08/17/2007 12:00AM

Speedy She's All Silk key to Distaff


AUBURN, Wash. - Sunday's $100,000 Emerald Distaff for fillies and mares at 1 1/8 miles only has half as many entrants as the featured Longacres Mile, which drew a field of 12, but it may have even more contention. A case can be made for each of the six contestants, and fans could have difficulty settling on a favorite.

If it is hard to find the one to beat in the Distaff, it is easy enough to locate the one to catch. That will be She's All Silk, who showed the way in the last three stakes for the division at the meeting.

She's All Silk, a 4-year-old daughter of Delineator, held on for the win in the 6 1/2-furlong Washington State Legislators Handicap, but she was caught on the wire by Sudden Departure in the one-mile King County Handicap and she was passed by both Beaulena and Sudden Departure in the recent Boeing Handicap at 1 1/16 miles.

"She sort of ran off in the King County, and she got hooked in the Boeing," said trainer Pat Mullens. "I'm hoping neither of those things happen on Sunday."

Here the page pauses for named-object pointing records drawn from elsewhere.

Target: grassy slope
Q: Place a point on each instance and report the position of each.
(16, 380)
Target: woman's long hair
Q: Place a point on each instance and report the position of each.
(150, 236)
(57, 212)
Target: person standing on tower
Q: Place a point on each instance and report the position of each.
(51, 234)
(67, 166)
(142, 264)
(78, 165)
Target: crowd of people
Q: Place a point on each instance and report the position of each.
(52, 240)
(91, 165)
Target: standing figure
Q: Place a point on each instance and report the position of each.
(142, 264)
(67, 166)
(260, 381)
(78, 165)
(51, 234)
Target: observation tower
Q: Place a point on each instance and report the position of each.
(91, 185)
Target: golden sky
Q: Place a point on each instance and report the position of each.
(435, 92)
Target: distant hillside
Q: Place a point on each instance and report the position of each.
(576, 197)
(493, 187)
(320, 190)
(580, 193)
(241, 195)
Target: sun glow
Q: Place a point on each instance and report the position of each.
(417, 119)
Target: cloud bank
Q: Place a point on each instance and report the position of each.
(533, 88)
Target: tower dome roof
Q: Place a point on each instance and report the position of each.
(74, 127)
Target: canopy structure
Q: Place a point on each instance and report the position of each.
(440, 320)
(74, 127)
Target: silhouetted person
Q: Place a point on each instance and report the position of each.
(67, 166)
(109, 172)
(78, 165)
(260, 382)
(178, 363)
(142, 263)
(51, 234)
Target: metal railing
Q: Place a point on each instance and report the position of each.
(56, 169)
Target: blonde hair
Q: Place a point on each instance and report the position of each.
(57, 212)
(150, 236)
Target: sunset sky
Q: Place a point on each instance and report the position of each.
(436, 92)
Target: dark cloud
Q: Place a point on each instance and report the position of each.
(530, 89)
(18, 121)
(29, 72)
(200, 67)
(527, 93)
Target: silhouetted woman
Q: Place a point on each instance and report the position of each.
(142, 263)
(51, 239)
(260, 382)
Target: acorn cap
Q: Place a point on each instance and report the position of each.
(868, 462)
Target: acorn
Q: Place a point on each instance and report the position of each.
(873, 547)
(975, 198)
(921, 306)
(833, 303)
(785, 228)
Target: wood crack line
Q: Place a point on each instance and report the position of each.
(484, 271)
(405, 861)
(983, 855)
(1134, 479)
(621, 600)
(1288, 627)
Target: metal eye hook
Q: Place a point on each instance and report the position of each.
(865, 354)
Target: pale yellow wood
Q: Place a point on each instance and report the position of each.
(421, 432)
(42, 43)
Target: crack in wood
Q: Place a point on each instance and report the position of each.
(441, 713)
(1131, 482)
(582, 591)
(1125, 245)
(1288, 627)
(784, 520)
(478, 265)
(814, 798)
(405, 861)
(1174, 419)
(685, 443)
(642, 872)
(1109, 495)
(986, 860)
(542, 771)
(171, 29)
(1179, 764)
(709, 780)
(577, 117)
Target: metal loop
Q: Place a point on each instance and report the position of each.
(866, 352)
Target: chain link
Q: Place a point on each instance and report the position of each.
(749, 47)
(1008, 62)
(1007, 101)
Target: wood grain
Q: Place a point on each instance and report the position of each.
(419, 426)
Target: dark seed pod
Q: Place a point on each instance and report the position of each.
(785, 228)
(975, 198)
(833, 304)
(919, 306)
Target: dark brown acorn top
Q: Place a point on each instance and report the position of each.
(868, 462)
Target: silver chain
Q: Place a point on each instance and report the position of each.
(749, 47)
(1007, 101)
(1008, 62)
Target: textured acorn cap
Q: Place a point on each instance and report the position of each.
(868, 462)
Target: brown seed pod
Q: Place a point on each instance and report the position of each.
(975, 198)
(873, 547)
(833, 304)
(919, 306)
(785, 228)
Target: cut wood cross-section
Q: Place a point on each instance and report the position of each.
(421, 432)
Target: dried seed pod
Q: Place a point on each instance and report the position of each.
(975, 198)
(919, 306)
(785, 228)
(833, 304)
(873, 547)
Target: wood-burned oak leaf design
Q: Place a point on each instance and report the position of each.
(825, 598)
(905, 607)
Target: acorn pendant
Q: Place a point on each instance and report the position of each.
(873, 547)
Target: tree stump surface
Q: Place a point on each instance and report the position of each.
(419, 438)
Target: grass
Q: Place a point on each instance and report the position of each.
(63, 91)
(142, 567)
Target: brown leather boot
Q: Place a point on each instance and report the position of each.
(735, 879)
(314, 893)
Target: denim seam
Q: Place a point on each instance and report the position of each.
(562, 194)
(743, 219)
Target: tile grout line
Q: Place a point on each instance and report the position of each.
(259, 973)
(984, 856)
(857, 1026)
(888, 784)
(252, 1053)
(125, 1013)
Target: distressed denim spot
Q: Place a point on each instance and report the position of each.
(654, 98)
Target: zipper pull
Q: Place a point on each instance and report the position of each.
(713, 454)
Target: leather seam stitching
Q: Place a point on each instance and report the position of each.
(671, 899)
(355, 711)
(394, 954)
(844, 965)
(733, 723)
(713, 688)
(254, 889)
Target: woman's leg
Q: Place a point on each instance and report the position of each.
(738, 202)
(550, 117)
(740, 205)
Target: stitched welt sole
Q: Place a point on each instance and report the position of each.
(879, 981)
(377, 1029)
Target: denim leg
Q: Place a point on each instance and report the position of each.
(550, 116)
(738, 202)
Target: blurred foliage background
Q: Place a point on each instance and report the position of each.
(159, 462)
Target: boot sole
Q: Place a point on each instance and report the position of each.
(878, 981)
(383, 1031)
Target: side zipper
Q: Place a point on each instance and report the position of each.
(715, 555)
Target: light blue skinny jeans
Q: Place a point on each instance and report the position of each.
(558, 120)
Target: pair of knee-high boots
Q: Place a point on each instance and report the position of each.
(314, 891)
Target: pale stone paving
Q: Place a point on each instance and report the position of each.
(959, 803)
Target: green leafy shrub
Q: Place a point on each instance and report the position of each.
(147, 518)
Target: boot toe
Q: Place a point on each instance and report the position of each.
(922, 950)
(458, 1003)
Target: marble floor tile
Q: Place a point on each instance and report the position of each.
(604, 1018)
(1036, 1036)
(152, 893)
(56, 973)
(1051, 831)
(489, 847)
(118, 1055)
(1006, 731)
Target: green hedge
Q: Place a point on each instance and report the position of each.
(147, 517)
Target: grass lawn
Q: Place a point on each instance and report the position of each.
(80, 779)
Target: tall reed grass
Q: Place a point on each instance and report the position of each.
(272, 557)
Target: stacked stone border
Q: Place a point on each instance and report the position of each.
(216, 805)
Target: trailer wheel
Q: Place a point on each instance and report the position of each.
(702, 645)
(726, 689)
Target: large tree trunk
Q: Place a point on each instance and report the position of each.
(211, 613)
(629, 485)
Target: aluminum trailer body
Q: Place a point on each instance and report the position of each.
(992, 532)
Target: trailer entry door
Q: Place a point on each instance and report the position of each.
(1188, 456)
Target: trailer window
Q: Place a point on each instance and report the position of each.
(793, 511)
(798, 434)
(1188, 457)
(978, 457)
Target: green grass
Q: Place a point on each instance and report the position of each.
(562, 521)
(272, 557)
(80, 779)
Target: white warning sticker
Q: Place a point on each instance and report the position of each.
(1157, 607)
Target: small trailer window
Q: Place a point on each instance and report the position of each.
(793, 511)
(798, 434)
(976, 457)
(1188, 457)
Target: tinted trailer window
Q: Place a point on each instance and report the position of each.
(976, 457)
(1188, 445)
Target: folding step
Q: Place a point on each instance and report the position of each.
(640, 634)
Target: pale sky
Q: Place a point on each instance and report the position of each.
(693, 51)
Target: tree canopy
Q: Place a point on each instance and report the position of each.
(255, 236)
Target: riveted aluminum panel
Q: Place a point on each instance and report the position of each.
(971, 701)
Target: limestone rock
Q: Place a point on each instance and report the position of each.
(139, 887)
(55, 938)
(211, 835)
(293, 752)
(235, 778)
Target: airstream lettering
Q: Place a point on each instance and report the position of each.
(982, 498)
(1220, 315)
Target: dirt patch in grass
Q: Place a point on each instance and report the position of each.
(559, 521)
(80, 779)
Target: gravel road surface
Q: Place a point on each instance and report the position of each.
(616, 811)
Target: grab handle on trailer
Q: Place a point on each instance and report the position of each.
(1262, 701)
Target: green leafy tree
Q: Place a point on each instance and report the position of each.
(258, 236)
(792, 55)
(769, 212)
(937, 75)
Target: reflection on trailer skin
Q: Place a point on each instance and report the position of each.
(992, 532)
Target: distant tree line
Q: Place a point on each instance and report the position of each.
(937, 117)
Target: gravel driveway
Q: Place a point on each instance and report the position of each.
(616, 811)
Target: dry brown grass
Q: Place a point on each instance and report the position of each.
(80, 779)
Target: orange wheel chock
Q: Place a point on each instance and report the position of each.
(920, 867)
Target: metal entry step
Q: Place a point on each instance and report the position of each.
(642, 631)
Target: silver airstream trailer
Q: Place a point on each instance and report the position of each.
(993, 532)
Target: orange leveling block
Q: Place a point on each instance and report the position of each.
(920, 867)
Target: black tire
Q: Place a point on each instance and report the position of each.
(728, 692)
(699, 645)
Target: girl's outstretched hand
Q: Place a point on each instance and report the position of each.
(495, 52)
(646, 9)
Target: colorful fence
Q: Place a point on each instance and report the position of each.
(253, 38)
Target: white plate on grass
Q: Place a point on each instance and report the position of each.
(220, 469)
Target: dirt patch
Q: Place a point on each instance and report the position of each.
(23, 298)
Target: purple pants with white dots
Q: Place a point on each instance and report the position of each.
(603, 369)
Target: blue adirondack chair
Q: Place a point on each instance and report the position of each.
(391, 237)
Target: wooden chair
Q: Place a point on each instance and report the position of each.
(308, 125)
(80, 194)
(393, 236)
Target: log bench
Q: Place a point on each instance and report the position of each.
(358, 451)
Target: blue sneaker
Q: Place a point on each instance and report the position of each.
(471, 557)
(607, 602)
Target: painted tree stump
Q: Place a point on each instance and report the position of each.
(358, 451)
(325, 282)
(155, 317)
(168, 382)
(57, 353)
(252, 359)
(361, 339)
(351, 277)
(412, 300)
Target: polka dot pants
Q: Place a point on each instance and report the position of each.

Mullens said he feels he caught a break when She's All Silk drew the rail for the Distaff. When she ran off in the King County, She's All Silk drew post 9 under rider Ricky Frazier.

"Ricky had to send her to clear the field before they got to the first turn, and once you ask her to run it is hard to get her to settle back in and relax," said Mullens. "I don't think Ricky will have to send her so hard from the rail, so maybe she'll be able to get to the front and relax."

The horse who hooked She's All Silk in the Boeing was Light My Ducks, who was not entered back in the Distaff. Her role could be assumed by Gemstone Rush, however. Gemstone Rush, a 5-year-old from the Northern California barn of trainer Jerry Hollendorfer, has shown good speed both on turf and dirt, and she is coming into the Distaff fresh after more than two months on the sidelines. Moreover, she will be ridden by Russell Baze, who placed her on or very near the lead in most of the 12 races he has ridden her.

Anything like a speed duel between She's All Silk and Gemstone Rush could open the door for Beaulena, Sudden Departure, Fortunate Event, and Lady Raj, all of whom do their best running from off the pace.

"A lot depends on what Russell does with Gemstone Rush," said Richard Wright, the trainer of Beaulena. "I'm thinking he'll feel he needs to put some pressure on She's All Silk, and that will make it a really interesting race. Just about any of them could win it with the right trip."

'Gotaghost' should take to Mile

Looking for a live price play in the Grade 3 Longacres Mile? Trainer Roger Stein said he feels you need look no further than his entrant, Gotaghostofachance, who is listed at 6-1 on track handicapper Rob Rau's morning line.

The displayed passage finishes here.